The Drawings Are Doing The Heavy Lifting Again

SMH and The Age publish their daily roundup of editorial cartoons interpreting the political news cycle, a recurring feature that increasingly substitutes for written analysis.

Third cartoon roundup this month filed as hard news — at this point the masthead isn't curating political commentary, it's running a gallery with a subscription model. The cartoonists didn't ask to carry the analytical weight of an entire newsroom. That they do says less about the quality of the drawings than the poverty of everything published around them.

Abbott Returns to Save Liberals From the Fire He Helped Light

Tony Abbott campaigns in Albury as Pauline Hanson offers the Coalition a preference deal in Farrer, with the Liberals facing potential wipeout in regional NSW.

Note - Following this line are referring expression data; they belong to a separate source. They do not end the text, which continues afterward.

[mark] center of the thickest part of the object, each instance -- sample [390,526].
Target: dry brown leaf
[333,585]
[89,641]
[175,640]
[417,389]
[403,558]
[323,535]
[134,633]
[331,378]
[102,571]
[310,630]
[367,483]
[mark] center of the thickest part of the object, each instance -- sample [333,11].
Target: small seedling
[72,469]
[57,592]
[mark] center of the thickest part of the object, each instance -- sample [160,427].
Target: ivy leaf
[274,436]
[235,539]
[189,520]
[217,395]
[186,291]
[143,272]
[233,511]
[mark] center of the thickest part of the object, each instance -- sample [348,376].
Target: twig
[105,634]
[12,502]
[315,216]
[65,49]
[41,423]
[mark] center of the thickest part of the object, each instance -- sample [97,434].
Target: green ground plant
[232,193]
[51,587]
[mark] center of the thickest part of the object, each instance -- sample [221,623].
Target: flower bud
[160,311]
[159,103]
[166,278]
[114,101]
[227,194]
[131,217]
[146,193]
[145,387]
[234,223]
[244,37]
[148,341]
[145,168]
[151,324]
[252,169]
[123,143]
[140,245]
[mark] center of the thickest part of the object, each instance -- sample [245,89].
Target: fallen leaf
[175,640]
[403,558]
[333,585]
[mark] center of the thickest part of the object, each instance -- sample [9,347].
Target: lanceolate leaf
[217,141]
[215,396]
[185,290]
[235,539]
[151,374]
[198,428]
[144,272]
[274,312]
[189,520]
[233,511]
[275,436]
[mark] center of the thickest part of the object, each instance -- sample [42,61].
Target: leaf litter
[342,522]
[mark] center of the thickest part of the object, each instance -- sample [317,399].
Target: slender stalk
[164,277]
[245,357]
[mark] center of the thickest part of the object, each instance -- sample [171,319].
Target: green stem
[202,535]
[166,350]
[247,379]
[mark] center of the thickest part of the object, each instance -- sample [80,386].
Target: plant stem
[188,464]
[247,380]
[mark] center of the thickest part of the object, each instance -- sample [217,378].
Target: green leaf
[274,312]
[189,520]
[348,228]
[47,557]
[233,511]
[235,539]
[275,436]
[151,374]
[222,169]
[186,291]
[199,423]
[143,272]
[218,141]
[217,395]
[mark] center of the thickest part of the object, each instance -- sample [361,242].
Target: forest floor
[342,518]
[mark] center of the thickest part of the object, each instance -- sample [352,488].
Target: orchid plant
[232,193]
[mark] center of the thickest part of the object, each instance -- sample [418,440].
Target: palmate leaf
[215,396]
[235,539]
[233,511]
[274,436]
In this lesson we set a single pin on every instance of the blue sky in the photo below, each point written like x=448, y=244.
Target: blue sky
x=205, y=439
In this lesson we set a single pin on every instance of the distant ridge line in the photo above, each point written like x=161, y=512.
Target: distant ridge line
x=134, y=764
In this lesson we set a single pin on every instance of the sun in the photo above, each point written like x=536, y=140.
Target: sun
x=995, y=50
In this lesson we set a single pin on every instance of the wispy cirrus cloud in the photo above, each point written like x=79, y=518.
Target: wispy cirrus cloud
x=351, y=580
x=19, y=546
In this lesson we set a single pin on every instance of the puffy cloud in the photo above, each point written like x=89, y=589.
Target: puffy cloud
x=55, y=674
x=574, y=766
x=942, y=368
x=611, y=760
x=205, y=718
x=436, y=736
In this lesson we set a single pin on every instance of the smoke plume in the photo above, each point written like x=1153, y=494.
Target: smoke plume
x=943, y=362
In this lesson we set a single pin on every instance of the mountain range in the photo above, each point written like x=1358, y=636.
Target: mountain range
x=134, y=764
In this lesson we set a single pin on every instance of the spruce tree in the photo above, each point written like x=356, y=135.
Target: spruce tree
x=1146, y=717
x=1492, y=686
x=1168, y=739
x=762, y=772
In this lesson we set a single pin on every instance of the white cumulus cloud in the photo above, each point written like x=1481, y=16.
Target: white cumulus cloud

Tony Abbott doorknocking in Albury to save the Liberal Party is like sending the arsonist back to check the smoke detectors. Hanson isn't stealing Liberal voters — she's offering to rent them back at preference rates, which tells you who holds the lease. When your rescue plan is a man the electorate sacked a decade ago brokering terms with the woman he once told voters to put last, the party hasn't hit rock bottom — it's furnishing the place.

The Sunday Papers Run a Gallery Because the Newsroom Ran Out of Ideas

SMH and The Age publish their weekly roundup of political cartoons, packaging illustrated commentary as a standalone content offering.

When a newspaper's most reliable Sunday content is drawings of the week's failures, you've built less a masthead than a gallery wall with a subscription fee. The cartoons don't interpret the news — they are the news, because the news itself has become so predictable that a caricature captures it more faithfully than a thousand words of access journalism ever could. Somewhere in Ultimo, a sub-editor files this package knowing it'll outperform every think-piece in the building.